TELFAR appeared at last year’s Berlin Biennial with designs modelled on plastic mannequins in the same stature and expression as the artist himself; Telfar Clemens. His latest A/W17 collection was as self-absorbed and equally universal; unsettling for those who wanted more than clothes that came extremely close to normal. The cohesion and simplicity of this collection was met with some scepticism; an active denial of en masse expectations from a city recently re-rendered by politics.
Styles reached around common ground like transactions taken from a 24 hour ATM machine; carte-blanche in their approach, dallying in prime sources of self-schooling. They made more connections, burgeoned something bigger, mediated on the other beyond art and street prowess; bringing the wider picture in and out of focus. Clemens calls his creations ‘simplex’ (simple and complex) ; a modus operandi that leaves no room for manipulation by design, but instead favours conscious clothing choices that are comfortable to live with and in, when moving and still.

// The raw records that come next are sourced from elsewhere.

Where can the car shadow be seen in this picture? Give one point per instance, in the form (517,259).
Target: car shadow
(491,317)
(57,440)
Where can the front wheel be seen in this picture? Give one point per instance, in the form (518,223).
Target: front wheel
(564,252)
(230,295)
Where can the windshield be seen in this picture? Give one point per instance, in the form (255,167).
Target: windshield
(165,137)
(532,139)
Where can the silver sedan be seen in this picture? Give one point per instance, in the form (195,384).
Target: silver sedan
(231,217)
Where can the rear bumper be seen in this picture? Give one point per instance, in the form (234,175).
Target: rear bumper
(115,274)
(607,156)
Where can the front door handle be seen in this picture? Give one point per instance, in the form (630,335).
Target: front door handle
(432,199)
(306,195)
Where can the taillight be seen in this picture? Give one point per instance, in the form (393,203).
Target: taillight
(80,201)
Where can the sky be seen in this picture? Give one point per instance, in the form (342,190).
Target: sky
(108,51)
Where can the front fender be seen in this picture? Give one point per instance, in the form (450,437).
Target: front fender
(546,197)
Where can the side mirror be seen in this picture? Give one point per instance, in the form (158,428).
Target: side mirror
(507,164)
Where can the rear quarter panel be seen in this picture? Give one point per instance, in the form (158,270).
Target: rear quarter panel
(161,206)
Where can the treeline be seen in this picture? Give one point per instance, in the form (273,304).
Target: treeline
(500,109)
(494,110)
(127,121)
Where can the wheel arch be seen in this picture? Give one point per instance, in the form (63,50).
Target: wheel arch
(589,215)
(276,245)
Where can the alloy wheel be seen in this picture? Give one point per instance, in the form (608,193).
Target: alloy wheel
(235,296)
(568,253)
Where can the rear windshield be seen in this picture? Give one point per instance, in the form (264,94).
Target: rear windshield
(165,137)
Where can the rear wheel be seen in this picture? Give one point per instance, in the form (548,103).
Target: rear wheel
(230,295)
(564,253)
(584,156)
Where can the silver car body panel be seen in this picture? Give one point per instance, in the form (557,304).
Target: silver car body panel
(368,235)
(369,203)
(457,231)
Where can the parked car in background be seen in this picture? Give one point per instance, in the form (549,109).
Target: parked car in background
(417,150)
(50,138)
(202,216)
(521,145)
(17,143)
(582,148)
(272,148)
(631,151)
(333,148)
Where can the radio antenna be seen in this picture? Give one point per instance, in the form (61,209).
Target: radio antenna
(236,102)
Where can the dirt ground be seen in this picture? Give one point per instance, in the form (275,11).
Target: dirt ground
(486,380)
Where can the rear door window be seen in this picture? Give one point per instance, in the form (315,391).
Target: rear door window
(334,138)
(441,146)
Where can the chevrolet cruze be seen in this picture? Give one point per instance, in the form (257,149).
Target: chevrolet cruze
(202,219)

Colorways showed themselves up as slightly garish; visible and aware street-lights turned on for darker times. Some silhouette’s were out of proportion, in a borrowed rather than a bought fashion; redeeming in light of the questions and answers these collections provide. Identifiable forces reckoning with ever-so-slight stereotypes. An education in well-roundedness, and displays of universality that have underlying Normcore characteristics.
This is one of many Telfar collections that will appreciate in cultural worth by denying banal assumptions of culture scratched at from the sidelines.